D’un risque technologique à un levier de repositionnement
La nomination de Jorge Amar à la direction générale le 16 mars 2026 s’inscrit dans ce changement de récit. Son arrivée est présentée comme celle d’un dirigeant chargé de relancer le groupe grâce à l’IA, dans le cadre du plan stratégique Future Forward. Ancien senior partner chez le géant mondial du conseil McKinsey, Jorge Amar est associé aux transformations opérationnelles et au déploiement de solutions d’IA à grande échelle. Avant de prendre la tête de TP, il accompagnait le groupe depuis plusieurs mois sur sa transformation.
De fait, TP cherche à sortir de l’image de “centre d’appels mondialisé”. Le groupe veut être perçu comme une plateforme de services digitaux intégrés, capable de combiner relation client, back-office, analyse de données, automatisation, services spécialisés et solutions augmentées par l’IA. La nuance est déterminante : une entreprise menacée par la technologie se valorise difficilement ; une entreprise capable de l’intégrer dans son offre peut retrouver une prime stratégique.
Les chiffres du premier trimestre 2026 montrent toutefois que la transition reste exigeante. TP a publié un chiffre d’affaires de 2,433 milliards d’euros, en baisse de 2,2 % à données comparables. Mais le groupe souligne aussi la croissance à deux chiffres des solutions de back-office et des solutions augmentées par l’IA, qui compensent partiellement la baisse de certaines activités plus exposées.

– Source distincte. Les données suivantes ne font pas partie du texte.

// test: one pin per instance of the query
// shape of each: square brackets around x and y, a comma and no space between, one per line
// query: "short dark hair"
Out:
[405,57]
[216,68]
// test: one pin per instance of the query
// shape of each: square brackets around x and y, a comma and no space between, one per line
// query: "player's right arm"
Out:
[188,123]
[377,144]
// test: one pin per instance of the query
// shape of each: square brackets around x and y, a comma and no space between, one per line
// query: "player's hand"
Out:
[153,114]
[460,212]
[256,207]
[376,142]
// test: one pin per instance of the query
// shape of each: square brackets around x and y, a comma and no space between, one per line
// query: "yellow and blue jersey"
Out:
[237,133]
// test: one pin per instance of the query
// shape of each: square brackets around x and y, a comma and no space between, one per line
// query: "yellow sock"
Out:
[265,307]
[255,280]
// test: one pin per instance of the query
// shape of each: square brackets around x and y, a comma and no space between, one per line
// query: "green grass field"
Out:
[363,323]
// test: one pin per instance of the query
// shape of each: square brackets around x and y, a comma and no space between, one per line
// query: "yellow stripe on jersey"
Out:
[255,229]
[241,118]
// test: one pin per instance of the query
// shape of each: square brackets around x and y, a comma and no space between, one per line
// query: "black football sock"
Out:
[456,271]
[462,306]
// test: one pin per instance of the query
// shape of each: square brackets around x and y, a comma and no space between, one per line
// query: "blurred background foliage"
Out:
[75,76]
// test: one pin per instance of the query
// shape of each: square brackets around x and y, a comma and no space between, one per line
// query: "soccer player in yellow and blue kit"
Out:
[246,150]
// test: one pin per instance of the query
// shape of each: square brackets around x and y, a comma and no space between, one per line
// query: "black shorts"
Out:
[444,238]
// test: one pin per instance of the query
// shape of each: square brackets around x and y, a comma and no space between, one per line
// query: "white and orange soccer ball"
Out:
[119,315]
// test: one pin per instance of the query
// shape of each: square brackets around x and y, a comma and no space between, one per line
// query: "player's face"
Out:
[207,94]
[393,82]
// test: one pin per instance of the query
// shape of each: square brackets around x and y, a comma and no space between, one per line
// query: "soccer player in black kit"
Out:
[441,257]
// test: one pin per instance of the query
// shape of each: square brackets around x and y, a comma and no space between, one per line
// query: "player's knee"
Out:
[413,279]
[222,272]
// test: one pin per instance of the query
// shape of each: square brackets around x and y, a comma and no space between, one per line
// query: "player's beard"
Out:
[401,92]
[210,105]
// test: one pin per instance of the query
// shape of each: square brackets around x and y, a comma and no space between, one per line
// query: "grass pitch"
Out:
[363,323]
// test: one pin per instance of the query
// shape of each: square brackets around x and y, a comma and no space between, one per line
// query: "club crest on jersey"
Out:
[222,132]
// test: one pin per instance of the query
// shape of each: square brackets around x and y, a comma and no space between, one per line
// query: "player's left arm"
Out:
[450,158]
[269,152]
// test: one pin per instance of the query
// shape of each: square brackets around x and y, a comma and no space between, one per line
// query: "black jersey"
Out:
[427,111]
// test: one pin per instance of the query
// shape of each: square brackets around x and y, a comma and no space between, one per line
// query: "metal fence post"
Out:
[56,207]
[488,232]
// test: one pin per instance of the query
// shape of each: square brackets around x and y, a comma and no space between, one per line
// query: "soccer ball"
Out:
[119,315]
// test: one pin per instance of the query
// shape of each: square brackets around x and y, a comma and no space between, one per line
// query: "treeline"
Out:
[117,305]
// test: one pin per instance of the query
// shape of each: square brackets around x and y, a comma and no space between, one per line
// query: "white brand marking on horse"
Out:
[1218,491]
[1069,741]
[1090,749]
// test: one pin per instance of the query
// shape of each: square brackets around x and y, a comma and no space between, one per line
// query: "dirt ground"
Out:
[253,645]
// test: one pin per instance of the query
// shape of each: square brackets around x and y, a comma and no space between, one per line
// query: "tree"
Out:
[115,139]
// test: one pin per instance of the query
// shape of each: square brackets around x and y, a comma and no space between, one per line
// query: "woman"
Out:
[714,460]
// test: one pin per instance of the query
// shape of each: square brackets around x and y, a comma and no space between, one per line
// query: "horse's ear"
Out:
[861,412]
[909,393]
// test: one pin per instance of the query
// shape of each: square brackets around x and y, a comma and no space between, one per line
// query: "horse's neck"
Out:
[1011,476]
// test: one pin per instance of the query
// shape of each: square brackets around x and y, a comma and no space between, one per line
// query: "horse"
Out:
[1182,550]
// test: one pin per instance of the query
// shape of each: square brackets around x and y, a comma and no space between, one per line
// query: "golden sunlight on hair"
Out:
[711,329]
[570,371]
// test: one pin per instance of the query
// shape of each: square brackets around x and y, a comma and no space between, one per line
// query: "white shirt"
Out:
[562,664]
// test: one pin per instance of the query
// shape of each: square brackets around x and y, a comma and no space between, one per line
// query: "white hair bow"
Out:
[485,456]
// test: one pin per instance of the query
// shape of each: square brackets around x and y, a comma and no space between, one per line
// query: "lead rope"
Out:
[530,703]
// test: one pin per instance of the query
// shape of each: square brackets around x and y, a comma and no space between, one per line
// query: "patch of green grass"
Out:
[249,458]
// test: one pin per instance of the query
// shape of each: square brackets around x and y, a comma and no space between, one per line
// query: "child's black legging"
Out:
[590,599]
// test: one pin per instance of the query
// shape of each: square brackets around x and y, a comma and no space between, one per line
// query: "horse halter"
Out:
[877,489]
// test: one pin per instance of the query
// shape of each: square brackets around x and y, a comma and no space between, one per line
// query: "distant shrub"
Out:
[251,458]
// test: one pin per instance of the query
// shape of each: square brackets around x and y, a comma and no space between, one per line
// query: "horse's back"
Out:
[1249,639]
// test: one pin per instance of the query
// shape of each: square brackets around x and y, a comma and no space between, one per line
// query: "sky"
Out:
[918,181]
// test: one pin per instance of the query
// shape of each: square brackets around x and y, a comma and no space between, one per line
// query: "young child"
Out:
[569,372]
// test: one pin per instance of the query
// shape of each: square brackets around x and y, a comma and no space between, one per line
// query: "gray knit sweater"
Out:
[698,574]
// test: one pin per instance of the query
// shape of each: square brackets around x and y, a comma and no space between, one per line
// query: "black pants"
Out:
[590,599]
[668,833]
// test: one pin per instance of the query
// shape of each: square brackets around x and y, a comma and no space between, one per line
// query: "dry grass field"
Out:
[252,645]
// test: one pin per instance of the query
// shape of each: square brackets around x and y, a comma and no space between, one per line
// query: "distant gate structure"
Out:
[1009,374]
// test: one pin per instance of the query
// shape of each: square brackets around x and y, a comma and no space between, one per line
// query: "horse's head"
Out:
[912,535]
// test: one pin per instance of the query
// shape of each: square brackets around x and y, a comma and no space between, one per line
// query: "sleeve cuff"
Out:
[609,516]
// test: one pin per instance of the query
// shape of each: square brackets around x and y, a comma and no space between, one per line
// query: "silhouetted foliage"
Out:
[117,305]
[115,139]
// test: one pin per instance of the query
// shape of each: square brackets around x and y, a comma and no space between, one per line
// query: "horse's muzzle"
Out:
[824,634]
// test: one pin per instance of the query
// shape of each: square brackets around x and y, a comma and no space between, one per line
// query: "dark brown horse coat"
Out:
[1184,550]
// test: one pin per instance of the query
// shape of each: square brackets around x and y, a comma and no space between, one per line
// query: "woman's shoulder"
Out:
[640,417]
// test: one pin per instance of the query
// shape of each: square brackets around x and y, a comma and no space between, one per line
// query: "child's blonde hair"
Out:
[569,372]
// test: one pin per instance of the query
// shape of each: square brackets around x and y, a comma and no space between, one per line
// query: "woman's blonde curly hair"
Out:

Le capital redevient un sujet positif
Le redressement du titre s’explique aussi par la recomposition du capital. L’entrée de Saham, le groupe de Moulay Hafid Elalamy, qui préside le conseil d'administration du groupe, a envoyé au marché un signal d’alignement entre actionnariat et transformation. Après avoir franchi les seuils de 5 %, 10 % puis 15 % le 11 mai 2026, le concert Saham avait atteint 19,90 % du capital et 19,42 % des droits de vote, avant de revenir autour de 15 % selon les dernières déclarations disponibles.
Ce mouvement compte moins par sa seule dimension financière que par sa signification industrielle. Dans une période de transition, la présence d’un actionnaire de référence peut contribuer à réduire l’incertitude stratégique. Elle veut donner au marché le sentiment que TP n’est pas seulement livré aux arbitrages de court terme, mais accompagné dans une recomposition plus profonde.
La crédibilité se jouera sur l’exécution
Le succès récent du refinancement obligataire du groupe constitue un autre élément de normalisation. Dans un environnement financier international contraint, TP a placé deux tranches, l’une de 700 millions d’euros à cinq ans et l’autre de 500 millions d’euros à huit ans. Cette opération devrait redonner au groupe des marges de manœuvre pour conduire sa transformation sans subir une contrainte financière immédiate.
L’enjeu, désormais, n’est donc plus seulement de rassurer mais de prouver. Prouver que l’IA augmente la productivité sans cannibaliser les revenus. Prouver que les services à plus forte valeur ajoutée peuvent compenser l’érosion de certaines activités historiques. Prouver enfin que le redressement du cours repose sur une amélioration durable du profil du groupe, et non sur un rattrapage technique.